Punk rock saved Schemel from feeling like a freak. As soon as she discovered it, she felt comfortable about being precisely who and what she was. “Punk was all about being different, talking about things that you just couldn’t talk about in my small town – like politics, being gay, art, and so on.”
Not all of Hit so Hard is pretty. Watching someone’s self-respect fragment is never good, and the treatment of Schemel by Love around the time of the recording of Hole’s Celebrity Skin album is, frankly, nauseating. It’s happy days now, though (everyone is on chatty terms), but back in the day, following her ignominious departure, Schemel’s resentment bubbled then blistered.
“Seeing the interviews with Eric, Courtney and Melissa, which were all done by the director and producer – and then seeing the first cut of the movie and hearing what their respective views were – was the first time I started to really let go of all of the resentment I felt around that time. I just needed to hear stuff like ‘we made a mistake’ and ‘we’re sorry’.
Did she make the classic error of thinking the band was all for one and one for all rather than, quite simply, Courtney Love’s band? So it would seem.
“Naïve? Definitely, but Hole built itself on being a feminist band, founded on the principles of DIY ideals. That’s the way we were early on, but then it just turned itself inside out. I guess that made me angry as well, but, yes, I was pretty naïve.”
And today? Schemel is married (to Hit so Hard’s producer Christina Soletti) and is a mother. “I didn’t see that coming! Ten years ago, I was so wrapped up in the identity of being a rocker and of being in a rock’n’roll band. Now, I’m grateful that I’ve found there’s so much more than just that. Being of service to other people is so important – sharing my addiction story, teaching drums to kids. Yes, I like where I’m at today.”

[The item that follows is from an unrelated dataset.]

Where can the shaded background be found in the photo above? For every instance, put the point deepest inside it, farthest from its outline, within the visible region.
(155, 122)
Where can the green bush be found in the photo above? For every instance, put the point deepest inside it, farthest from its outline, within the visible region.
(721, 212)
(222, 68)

See Hear Now: OneTwoOneTwo’s must-sees and hidden gems
In Bed With Madonna (1991, Alek Keshishian):This sees Madge at the top of her game, as it charts her 1990 Blonde Ambition world tour. Keep your eyes peeled for appearances from Al Pacino, Warren Beatty (her squeeze at the time, failing to hide his irritation at the ever-present cameras) and, especially, Kevin Costner.
Stop Making Sense (1984, Jonathan Demme):The concert movie to end all concert movies? One of the greatest, most innovative music films ever made? Yes and yes. The gradual build-up from David Byrne solo to a full band is riveting, and when Byrne dons an oversized suit – well, you just gotta see it . . .
The Devil and Daniel Johnston (2005, Jeff Feuerzeig):The life of manic-depressive underground singer-songwriter Daniel Johnston is respectfully presented – although we love the quote from the editor of The Austin Chronicle (which named Johnston Folk Artist of the Year), who says that the award created unhappiness "in a town where a lot of people can play the guitar".
Sound It Out (2011, Jeanne Finlay):Director Finlay documents the last weeks of a vinyl record shop in Stockton-on-Tees, England. You'll laugh, you'll cry, you'll damn digital downloading as the work of the Devil.
Jason Becker – Not Dead Yet (2012, Jesse Vile):Oh, crikey, this is AMAZING – the story of rock guitar prodigy Jason Becker, who in his early 20s contracted Lou Gehrig's Disease, a paralysing, untreatable and terminal illness, yet who still manages to make music using eye communication only.
* OneTwoOneTwo runs at Light House Cinema, Dublin, October 19th-21st.